Economic sectors affected by uberisation
Entered into the French dictionary in May 2016, uberization raises fears, fantasies and hopes behind the digital and social transformation it has engendered in many sectors of activity. Clipperton, a merchant bank, took an interest in a study that deserved a lot of attention.
It is at the center of the politico-economic debates. She is hated by supporters of social protection. It is dubbed by the singers of a flexibility of work that they consider immutable in the globalized competition. “She” is the uberisation. Galvaudé, recovered, misunderstood, the macroeconomic phenomenon has its paragons media, including the world giant of the VTC that gave it its name, Uber. With the success of P2P applications of a not-so-collaborative digital economy, any start-up wants to uberise its market. This is his appeal product.

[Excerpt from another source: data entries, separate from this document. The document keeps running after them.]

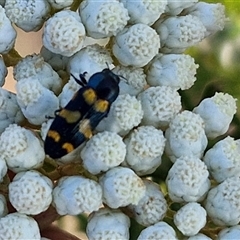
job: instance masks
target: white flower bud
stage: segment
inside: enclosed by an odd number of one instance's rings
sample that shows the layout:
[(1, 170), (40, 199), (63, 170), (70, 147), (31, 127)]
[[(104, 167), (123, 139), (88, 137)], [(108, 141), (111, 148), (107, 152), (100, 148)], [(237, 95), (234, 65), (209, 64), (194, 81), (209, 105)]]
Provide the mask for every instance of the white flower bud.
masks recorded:
[(53, 190), (53, 203), (60, 215), (97, 211), (102, 205), (102, 189), (81, 176), (62, 177)]
[(66, 70), (70, 59), (69, 57), (62, 56), (61, 54), (53, 53), (44, 46), (41, 48), (40, 55), (44, 58), (44, 61), (58, 73), (62, 73)]
[(115, 36), (129, 20), (127, 9), (117, 0), (84, 0), (79, 13), (88, 36), (95, 39)]
[(240, 177), (229, 177), (210, 189), (205, 209), (218, 226), (234, 226), (240, 221)]
[(47, 0), (6, 0), (4, 8), (9, 19), (26, 32), (38, 31), (50, 13)]
[(199, 203), (191, 202), (177, 211), (173, 221), (185, 236), (193, 236), (205, 226), (207, 213)]
[(0, 53), (8, 53), (14, 46), (17, 32), (5, 14), (5, 9), (0, 6)]
[(223, 30), (227, 21), (225, 6), (221, 3), (198, 2), (188, 8), (187, 12), (201, 20), (207, 30), (205, 37)]
[(207, 166), (195, 156), (182, 156), (168, 172), (166, 184), (174, 202), (201, 201), (210, 188)]
[[(1, 40), (0, 40), (1, 41)], [(7, 76), (8, 70), (5, 66), (3, 59), (0, 57), (0, 87), (5, 83), (5, 77)]]
[(159, 47), (160, 39), (156, 31), (138, 23), (117, 34), (112, 50), (123, 66), (143, 67), (158, 53)]
[(73, 0), (48, 0), (51, 6), (55, 9), (62, 9), (66, 7), (70, 7), (73, 3)]
[(212, 240), (212, 239), (207, 237), (205, 234), (198, 233), (194, 236), (189, 237), (187, 240)]
[(143, 229), (137, 240), (146, 239), (171, 239), (177, 240), (174, 229), (165, 222), (158, 222)]
[(151, 86), (186, 90), (196, 81), (198, 66), (189, 55), (158, 54), (148, 65), (147, 82)]
[(97, 126), (97, 131), (116, 132), (126, 135), (133, 127), (138, 126), (143, 117), (139, 100), (129, 94), (119, 95), (112, 104), (108, 116)]
[(181, 156), (201, 158), (207, 147), (204, 122), (198, 114), (183, 111), (175, 116), (165, 132), (165, 151), (172, 162)]
[(121, 164), (126, 155), (122, 138), (113, 132), (94, 135), (81, 151), (84, 167), (92, 174), (106, 172)]
[(164, 13), (167, 0), (120, 0), (127, 8), (129, 23), (144, 23), (151, 26)]
[(111, 208), (136, 205), (146, 190), (142, 179), (125, 167), (108, 170), (100, 178), (100, 185), (103, 189), (103, 202)]
[(28, 55), (17, 63), (13, 69), (16, 81), (37, 78), (38, 81), (54, 93), (59, 93), (62, 80), (52, 67), (40, 55)]
[(102, 208), (89, 216), (88, 239), (129, 239), (130, 219), (120, 210)]
[(198, 0), (168, 0), (165, 12), (170, 15), (178, 15), (183, 11), (183, 9), (195, 5)]
[(88, 45), (73, 55), (68, 63), (71, 74), (79, 78), (79, 74), (87, 73), (88, 79), (96, 72), (102, 71), (113, 62), (110, 53), (98, 44)]
[(153, 173), (160, 166), (165, 147), (161, 130), (153, 126), (142, 126), (133, 130), (124, 142), (127, 146), (124, 164), (138, 175)]
[(218, 234), (218, 240), (238, 239), (240, 236), (240, 226), (236, 225), (230, 228), (222, 229)]
[(17, 103), (16, 95), (0, 88), (0, 133), (11, 123), (21, 123), (24, 120)]
[(6, 175), (7, 170), (6, 161), (3, 158), (0, 158), (0, 182), (3, 181), (3, 177)]
[[(7, 201), (4, 195), (0, 194), (0, 219), (6, 216), (8, 213)], [(0, 230), (1, 232), (1, 230)], [(1, 235), (0, 235), (1, 239)]]
[(144, 111), (142, 124), (166, 127), (181, 110), (181, 97), (168, 86), (150, 87), (138, 95)]
[(120, 76), (119, 94), (136, 96), (147, 86), (143, 68), (117, 66), (112, 71)]
[(40, 140), (16, 124), (9, 125), (0, 136), (0, 154), (14, 172), (38, 168), (45, 158)]
[(240, 175), (240, 141), (224, 138), (206, 152), (203, 160), (217, 182)]
[(85, 28), (76, 12), (62, 10), (46, 21), (43, 45), (51, 52), (70, 57), (82, 48), (84, 39)]
[(217, 92), (213, 97), (203, 99), (193, 112), (204, 120), (207, 137), (216, 138), (227, 132), (236, 109), (236, 99)]
[(59, 108), (58, 98), (38, 81), (30, 77), (17, 82), (17, 102), (28, 121), (40, 125), (46, 117), (54, 116)]
[(130, 205), (134, 219), (143, 226), (149, 226), (163, 219), (167, 212), (167, 201), (160, 191), (158, 184), (143, 180), (146, 193), (137, 205)]
[(159, 19), (153, 27), (160, 35), (164, 53), (182, 53), (201, 42), (206, 33), (203, 23), (192, 15)]
[(10, 213), (0, 218), (0, 239), (34, 239), (40, 240), (37, 222), (25, 214)]
[(52, 181), (41, 173), (20, 172), (9, 184), (9, 200), (19, 213), (36, 215), (51, 204), (52, 188)]

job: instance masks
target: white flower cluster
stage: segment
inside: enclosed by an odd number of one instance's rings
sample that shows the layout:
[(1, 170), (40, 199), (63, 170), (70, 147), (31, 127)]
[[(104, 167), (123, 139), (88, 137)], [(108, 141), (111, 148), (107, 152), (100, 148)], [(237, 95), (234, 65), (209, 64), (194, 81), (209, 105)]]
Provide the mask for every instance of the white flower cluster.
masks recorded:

The problem is that the uber-economy is an over-mediated concept still very vague in its precise definition, despite its entry in the dictionary in May 2016. The fields of its ramifications are broad and its consequences much wider than its only immediate service impact. To better understand what uberisation really is, what are its characteristics and its actors, the investment bank, Clipperton, specialized in new technologies, has released an interesting study. One month after its publication, Influencia looks back a little on the concrete meaning of a term “which is ultimately very French,” says one of the three authors of the study, Thibaut Revel, partner Clipperton.
“We can see three main characteristics in this economy: firstly, its impact on the organization of work, secondly, an aggressive conquest with means operating in large markets, and thirdly, a transaction that is always done on a platform. is for example the strength of Uber and generates the legal debate around the management of the transaction “, explains Thibaut Revel” There are also lesser and less known sectors that are now uberised, as the in -store marketing, with for example the application Bemyeye which in his case takes the budget of a marketing agency.You can also quote Click and Walk in the same register, but also Creads, the first online graphic design platform, or Hopwork, which has uberized the agency agency market “.

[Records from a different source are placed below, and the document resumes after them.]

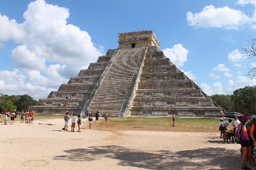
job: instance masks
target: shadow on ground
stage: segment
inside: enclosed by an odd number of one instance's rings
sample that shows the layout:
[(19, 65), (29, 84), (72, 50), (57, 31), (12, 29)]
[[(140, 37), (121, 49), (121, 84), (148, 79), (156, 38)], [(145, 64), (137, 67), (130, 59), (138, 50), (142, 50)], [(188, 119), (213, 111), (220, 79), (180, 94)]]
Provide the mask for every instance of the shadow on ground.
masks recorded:
[[(239, 165), (241, 163), (238, 155), (221, 148), (210, 147), (177, 152), (167, 150), (150, 152), (118, 146), (105, 146), (64, 151), (67, 154), (56, 156), (54, 159), (91, 162), (105, 158), (119, 160), (118, 164), (121, 166), (147, 169), (240, 169)], [(232, 161), (230, 162), (228, 160)]]

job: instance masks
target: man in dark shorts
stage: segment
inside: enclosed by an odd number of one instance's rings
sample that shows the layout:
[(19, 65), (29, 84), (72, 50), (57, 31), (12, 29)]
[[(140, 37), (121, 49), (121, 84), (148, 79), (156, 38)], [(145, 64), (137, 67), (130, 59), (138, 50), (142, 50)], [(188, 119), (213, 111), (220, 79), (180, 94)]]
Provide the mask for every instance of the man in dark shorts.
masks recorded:
[(95, 118), (96, 118), (96, 120), (95, 121), (95, 124), (96, 124), (96, 122), (98, 124), (99, 115), (100, 115), (100, 113), (98, 113), (98, 111), (97, 111), (96, 113), (95, 113)]
[(22, 110), (22, 112), (20, 114), (20, 123), (24, 123), (24, 115), (25, 115), (25, 113), (24, 113), (23, 110)]

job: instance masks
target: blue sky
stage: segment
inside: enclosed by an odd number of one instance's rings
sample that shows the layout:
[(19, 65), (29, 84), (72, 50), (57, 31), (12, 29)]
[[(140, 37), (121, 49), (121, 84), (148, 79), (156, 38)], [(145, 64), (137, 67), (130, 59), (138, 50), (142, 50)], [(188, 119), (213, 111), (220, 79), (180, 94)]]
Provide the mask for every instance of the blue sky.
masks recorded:
[(208, 95), (256, 85), (242, 57), (256, 0), (0, 0), (0, 93), (46, 98), (118, 46), (152, 30), (167, 57)]

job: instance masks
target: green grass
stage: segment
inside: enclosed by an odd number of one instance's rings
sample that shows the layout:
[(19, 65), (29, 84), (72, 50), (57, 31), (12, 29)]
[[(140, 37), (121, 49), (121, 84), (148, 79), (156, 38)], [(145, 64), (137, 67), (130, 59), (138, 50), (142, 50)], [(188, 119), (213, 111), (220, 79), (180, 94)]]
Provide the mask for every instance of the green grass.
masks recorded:
[[(0, 122), (3, 123), (4, 116), (2, 115)], [(61, 118), (64, 115), (42, 115), (35, 114), (34, 120), (47, 120)], [(93, 117), (94, 120), (94, 117)], [(19, 122), (20, 115), (18, 115), (16, 121)], [(85, 120), (85, 119), (82, 119)], [(10, 118), (8, 117), (8, 121)], [(228, 119), (224, 121), (227, 121)], [(99, 123), (104, 124), (104, 117), (100, 118)], [(177, 118), (175, 121), (175, 128), (172, 128), (172, 121), (171, 117), (130, 117), (125, 118), (109, 117), (108, 124), (99, 126), (96, 129), (98, 130), (134, 130), (135, 127), (138, 130), (159, 130), (159, 131), (199, 131), (199, 132), (218, 132), (220, 120), (217, 118)], [(103, 124), (102, 124), (103, 125)], [(228, 129), (232, 128), (232, 124), (228, 126)]]

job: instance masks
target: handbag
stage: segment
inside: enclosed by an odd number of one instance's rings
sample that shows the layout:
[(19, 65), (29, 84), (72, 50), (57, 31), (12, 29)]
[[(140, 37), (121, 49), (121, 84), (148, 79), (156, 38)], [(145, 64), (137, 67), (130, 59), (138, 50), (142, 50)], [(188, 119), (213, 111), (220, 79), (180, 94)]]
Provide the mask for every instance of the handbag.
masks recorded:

Regulate by letting the march advance, the challenge of the public authorities
What are the next sectors affected by the uberisation? Today, transport (Uber, Didi Chuxing, Drivy), housing (Airbnb, Tujia, Onefinestay), home services (Helpling, Taskrabbit) and micro-jobbing and free-lancing (Upwork, Gigwalk) are the the most explicit models of the collaborative and digital transformation of completely upset markets. In an economy where people are complaining about their purchasing power, the extra income from uberisation is valued. “All trades are not affected by the phenomenon, ensures Thibaut Revel” It will touch those where the relationship between the customer and the supplier is important. Those where the relationship of trust is bilateral will be spared. The failure of the home-based household market confirms it. “What about education?” Difficult to say, because it requires a relationship of deep understanding between two people, “says Thibaut Revel.

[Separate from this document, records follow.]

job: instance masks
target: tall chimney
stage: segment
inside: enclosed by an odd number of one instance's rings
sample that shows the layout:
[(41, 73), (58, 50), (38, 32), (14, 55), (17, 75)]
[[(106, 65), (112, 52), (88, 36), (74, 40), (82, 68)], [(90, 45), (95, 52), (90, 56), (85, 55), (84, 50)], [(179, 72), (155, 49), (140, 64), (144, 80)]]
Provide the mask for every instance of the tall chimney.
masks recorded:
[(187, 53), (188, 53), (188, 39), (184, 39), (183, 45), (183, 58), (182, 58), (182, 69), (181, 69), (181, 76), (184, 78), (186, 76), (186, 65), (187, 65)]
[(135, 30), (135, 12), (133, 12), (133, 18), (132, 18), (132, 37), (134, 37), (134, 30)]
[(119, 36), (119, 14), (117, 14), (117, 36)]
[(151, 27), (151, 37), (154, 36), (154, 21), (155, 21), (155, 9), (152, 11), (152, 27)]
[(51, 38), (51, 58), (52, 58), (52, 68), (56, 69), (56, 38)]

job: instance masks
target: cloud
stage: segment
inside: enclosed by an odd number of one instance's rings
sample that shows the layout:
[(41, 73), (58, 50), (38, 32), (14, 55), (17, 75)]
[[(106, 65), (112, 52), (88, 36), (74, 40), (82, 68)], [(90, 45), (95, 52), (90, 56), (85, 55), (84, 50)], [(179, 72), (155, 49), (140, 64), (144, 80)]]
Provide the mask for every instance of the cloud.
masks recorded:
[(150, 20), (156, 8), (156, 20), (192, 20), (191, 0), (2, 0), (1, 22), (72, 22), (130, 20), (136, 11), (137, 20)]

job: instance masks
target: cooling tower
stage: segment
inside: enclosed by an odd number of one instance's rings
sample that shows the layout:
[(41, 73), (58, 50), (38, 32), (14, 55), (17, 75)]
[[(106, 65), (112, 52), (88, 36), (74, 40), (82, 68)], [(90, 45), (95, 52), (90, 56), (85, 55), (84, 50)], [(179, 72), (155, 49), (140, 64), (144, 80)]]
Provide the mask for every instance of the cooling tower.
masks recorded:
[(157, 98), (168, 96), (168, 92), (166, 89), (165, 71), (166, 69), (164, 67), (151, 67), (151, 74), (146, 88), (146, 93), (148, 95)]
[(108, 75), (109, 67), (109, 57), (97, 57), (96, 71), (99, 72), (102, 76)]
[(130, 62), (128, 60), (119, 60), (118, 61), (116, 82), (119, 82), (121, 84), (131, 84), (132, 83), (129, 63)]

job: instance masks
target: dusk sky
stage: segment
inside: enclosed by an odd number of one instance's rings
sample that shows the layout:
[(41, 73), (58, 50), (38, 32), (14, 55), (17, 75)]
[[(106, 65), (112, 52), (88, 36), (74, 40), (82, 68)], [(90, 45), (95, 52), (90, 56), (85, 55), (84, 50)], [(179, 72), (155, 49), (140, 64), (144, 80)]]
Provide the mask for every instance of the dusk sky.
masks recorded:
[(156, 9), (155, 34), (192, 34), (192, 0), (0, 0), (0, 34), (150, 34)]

For the partner of Clipperton, who with this study for investors and the sector of new technologies wanted to “give a picture of what we see to bring to thinking”, there is an important reflection to lead from public authorities. It is they who have to balance the different types of actors and organize a healthier competition when the abuses are obvious. The key is to do it “by letting the market move forward and regulate itself,” says Thibaut Revel. For Denis Jacquet and Grégoire Leclercq, the two authors of the book “Uberization, an enemy who wants you good”: “the policies are totally lost and overwhelmed by the phenomenon, and the general public is wondering what is really happening”.
Cartographie des secteurs ubérisés
Taxis and bookstores are the most affected
The other challenge of the elected is obviously to fulfill their legislative duty by avoiding the pitfalls of easy political recoveries, made sales by the fact that the term even uberization is still poorly understood by the general public. He lends to amalgam. “We must still remember that the term of collaborative economy is often presented by its marketing in a positive light while it is still a project first profit for the majority of apps,” says Thibaut Revel . On its website, the fascinating Observatory of the uberisation publishes a useful cartography of the sectors of activity hit by the phenomenon.
With 70%, 60% and 50% respectively, taxis, bookstores and hotels are on the podium. Lawyers come fourth and banks sixth, while for six months the legal tech market is developing in France. Moreover, at the end of October, Influencias was interested in a French start-up that uses artificial intelligence, thus bots and algorithms, to develop a search engine.